翠さんにフラれた時みたいに、腑抜けたライブをされるのではないかと。


明らかに今日のクノさんには覇気がない。


「……朝、なんかあったんですか」


思い切って聞いてみた。

クノさんはぴくりと視線が動いたものの、黙ったまま。


「実家ともめてる、ってミハラさんが教えてくれました」


そう加えると、あいつ喋りすぎなんだよ、と彼はつぶやき、マスクを顎にずらしコーヒーをすすった。
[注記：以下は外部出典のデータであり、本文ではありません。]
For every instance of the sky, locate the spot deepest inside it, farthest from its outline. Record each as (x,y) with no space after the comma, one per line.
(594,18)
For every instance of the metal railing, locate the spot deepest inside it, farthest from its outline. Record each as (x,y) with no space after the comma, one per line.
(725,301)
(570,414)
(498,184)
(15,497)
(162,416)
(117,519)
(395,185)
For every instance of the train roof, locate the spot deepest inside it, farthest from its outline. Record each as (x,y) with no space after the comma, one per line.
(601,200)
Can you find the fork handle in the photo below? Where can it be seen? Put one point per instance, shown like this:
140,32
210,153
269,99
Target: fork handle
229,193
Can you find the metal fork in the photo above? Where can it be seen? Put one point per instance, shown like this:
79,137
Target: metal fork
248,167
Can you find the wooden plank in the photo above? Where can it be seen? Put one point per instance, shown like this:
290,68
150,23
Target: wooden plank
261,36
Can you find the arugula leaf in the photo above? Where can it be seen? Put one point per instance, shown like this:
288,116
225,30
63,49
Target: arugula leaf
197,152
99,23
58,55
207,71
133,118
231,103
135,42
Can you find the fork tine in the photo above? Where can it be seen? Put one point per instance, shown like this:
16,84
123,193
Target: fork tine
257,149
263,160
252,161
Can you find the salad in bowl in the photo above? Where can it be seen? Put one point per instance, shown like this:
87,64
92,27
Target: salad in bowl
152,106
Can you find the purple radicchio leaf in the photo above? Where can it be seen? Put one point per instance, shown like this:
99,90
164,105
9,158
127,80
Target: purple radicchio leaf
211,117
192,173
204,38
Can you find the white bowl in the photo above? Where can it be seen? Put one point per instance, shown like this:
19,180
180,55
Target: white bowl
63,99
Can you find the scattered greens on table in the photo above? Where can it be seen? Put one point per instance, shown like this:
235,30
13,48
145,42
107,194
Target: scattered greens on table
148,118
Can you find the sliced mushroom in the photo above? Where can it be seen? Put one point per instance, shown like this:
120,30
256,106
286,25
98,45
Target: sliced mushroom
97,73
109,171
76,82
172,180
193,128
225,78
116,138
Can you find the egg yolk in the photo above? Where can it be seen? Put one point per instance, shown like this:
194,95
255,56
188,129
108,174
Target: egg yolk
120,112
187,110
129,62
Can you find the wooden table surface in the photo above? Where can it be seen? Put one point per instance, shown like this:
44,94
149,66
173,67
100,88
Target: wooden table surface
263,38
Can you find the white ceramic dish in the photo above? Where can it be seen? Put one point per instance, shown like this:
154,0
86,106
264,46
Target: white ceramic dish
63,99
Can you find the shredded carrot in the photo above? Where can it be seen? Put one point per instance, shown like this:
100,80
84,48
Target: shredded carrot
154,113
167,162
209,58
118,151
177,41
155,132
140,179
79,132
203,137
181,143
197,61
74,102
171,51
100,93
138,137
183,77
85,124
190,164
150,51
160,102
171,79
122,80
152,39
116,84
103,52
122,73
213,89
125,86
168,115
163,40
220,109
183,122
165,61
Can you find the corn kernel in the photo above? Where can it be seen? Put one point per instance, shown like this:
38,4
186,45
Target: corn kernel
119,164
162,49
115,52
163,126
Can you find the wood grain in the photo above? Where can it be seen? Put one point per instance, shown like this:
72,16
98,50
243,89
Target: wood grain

エンジン音が混ざった風が吹き、彼の長い前髪が揺れる。

その奥にある目は、弱々しさを帯びていて。


「もめてるっつーか、なんつーか。まあ」


彼から珍しく、歯切れの悪い言葉が吐き出された。

きっと今朝も色々もめてたのだろう。


「ここ、あざになってます」


私は、クノさんの口元にある赤紫の点を指さした。

すぐにマスクで隠された。


そのまま彼をじっと見つめると、瞳が軽く揺れた。

にらむように見続けると、ようやく彼は口を開いた。


「親を一発殴ってきた。んで、殴り返された」

「え……」

「大学行けってうるせーから、今朝、バンドで成功するって宣言した。そしたら、絶対無理だって言われて、腹立って……」


――部活辞めてフラフラしてた俺を追い出した親とか。時々頭の中で言ってくるんだよ。
お前には無理だ、また同じような結果になるって。


ベースを始めてすぐの頃、川原の野球場でクノさんが言ったことを思い出す。

嫌な記憶を思い出してしまったのだろうか。